In this proposal, for the first year of this project, we focus on only the first type of verifiability: That of provisioning of hardware. After the completion of this first portion of the project, a further proposal will be submitted on non-real-time and subsequently, real-time verifiable computing within the Akash network.

Benefits to Akash Network

The need for verifiable provisioning of hardware is significant for a variety of reasons, including the elimination/reduction of Sybil attacks, and of other forms of misrepresentation and abuse in the network.

Verifiable Hardware Provisioning

Verifiable hardware provisioning can be achieved in a variety of ways: by using schemes uniquely associated with particular types of hardware, by using access patterns and footprints associated with a particular make and model, and other ways. However, these schemes are dependent on hardware configurations and do not necessarily generalize well. In order to develop a scalable, universal solution, we take a trusted enclave (trusted execution environment) approach as follows:
Akash providers that intend to be “hardware verifiable” are equipped with a TEE, configured by Akash (such as Trusty [1], for more information on TEE, see tutorial [2]). Such a TEE contains a physically unclonable function (a PUF, see [3]) that can securely sign transactions. To ensure uniformity, this TEE will be designed to be a USB A/C dongle that can be attached to any hardware configuration.

We will verify that the USB A/C dongle can be attached to any hardware configuration and provide a detailed set of instructions to install and use this dongle to enable each provider to become “hardware verifiable” on Akash.

This TEE will periodically perform the following two tasks, based on an internal pseudo-random timer:

Identification task:

Following a pseudo-random clock, the TEE will query every GPU in the specific Akash provider on its status and device-level details.

Provisioning task:

Periodically and randomly, a random machine learning task will be assigned to the GPUs within this provider.
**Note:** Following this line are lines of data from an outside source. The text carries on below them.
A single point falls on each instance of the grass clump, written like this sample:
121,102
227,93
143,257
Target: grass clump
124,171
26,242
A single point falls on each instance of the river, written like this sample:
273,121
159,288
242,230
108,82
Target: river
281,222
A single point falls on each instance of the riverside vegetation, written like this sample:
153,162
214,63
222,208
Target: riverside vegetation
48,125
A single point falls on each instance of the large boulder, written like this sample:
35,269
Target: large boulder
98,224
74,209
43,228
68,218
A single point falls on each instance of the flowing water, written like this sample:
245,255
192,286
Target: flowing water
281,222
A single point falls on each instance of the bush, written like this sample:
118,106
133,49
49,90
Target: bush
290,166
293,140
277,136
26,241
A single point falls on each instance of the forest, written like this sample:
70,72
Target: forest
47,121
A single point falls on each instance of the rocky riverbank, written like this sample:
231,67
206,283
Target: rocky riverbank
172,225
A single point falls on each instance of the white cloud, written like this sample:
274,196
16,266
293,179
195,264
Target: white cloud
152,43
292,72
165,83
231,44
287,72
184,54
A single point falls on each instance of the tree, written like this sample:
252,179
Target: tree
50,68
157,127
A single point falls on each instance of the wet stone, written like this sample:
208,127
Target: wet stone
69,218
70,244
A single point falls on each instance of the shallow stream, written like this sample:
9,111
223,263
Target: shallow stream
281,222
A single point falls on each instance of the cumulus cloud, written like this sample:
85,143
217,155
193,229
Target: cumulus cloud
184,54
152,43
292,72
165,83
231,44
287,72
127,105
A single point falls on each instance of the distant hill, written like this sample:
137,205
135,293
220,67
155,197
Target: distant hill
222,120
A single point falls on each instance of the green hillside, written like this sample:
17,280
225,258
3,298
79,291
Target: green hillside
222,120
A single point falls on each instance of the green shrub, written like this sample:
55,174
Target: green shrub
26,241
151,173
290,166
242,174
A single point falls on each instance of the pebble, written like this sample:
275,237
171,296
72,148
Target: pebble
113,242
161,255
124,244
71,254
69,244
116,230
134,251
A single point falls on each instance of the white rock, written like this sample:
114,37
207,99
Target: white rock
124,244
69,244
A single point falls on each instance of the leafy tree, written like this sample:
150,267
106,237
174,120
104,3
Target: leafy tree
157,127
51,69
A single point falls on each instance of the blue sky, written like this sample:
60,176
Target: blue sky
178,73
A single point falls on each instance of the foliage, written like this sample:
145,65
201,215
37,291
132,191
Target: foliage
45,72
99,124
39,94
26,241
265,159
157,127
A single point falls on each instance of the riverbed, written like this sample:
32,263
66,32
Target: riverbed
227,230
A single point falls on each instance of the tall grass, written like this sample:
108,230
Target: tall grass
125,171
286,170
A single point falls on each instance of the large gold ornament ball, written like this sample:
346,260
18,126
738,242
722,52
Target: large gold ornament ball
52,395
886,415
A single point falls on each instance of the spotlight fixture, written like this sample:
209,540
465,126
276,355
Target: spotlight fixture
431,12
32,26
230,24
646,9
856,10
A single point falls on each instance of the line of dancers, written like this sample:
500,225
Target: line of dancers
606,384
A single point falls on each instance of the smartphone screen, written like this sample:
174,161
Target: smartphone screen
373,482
These provisioning tasks are based on existing, well known benchmarks on the performance of GPUs to certain deep learning tasks, including particular types of models [4], more general deep learning models [5] and other tasks that are well known benchmarks on existing GPUs [6].

After the conclusion of each type of pseudorandomly repeated task, the TEE will securely sign the message, and will share the secure message with the Akash network.

The tasks are used to ensure the following properties:

Identification task:

The identification task sets up the base configuration for each GPU cluster, and assigns a unique signature associated with the TEE with that cluster. As the identification is performed at the operating system level, it can potentially be spoofed, and therefore, the provisioning/benchmarking tasks are required.

Provisioning task:

The provisioning/benchmarking tasks verifies the identification while simultaneously ensuring that the associated GPUs are dedicated for the Akash network and are not prioritizing other tasks. In case they are not provisioned for Akash network, they will fail the provisioning task.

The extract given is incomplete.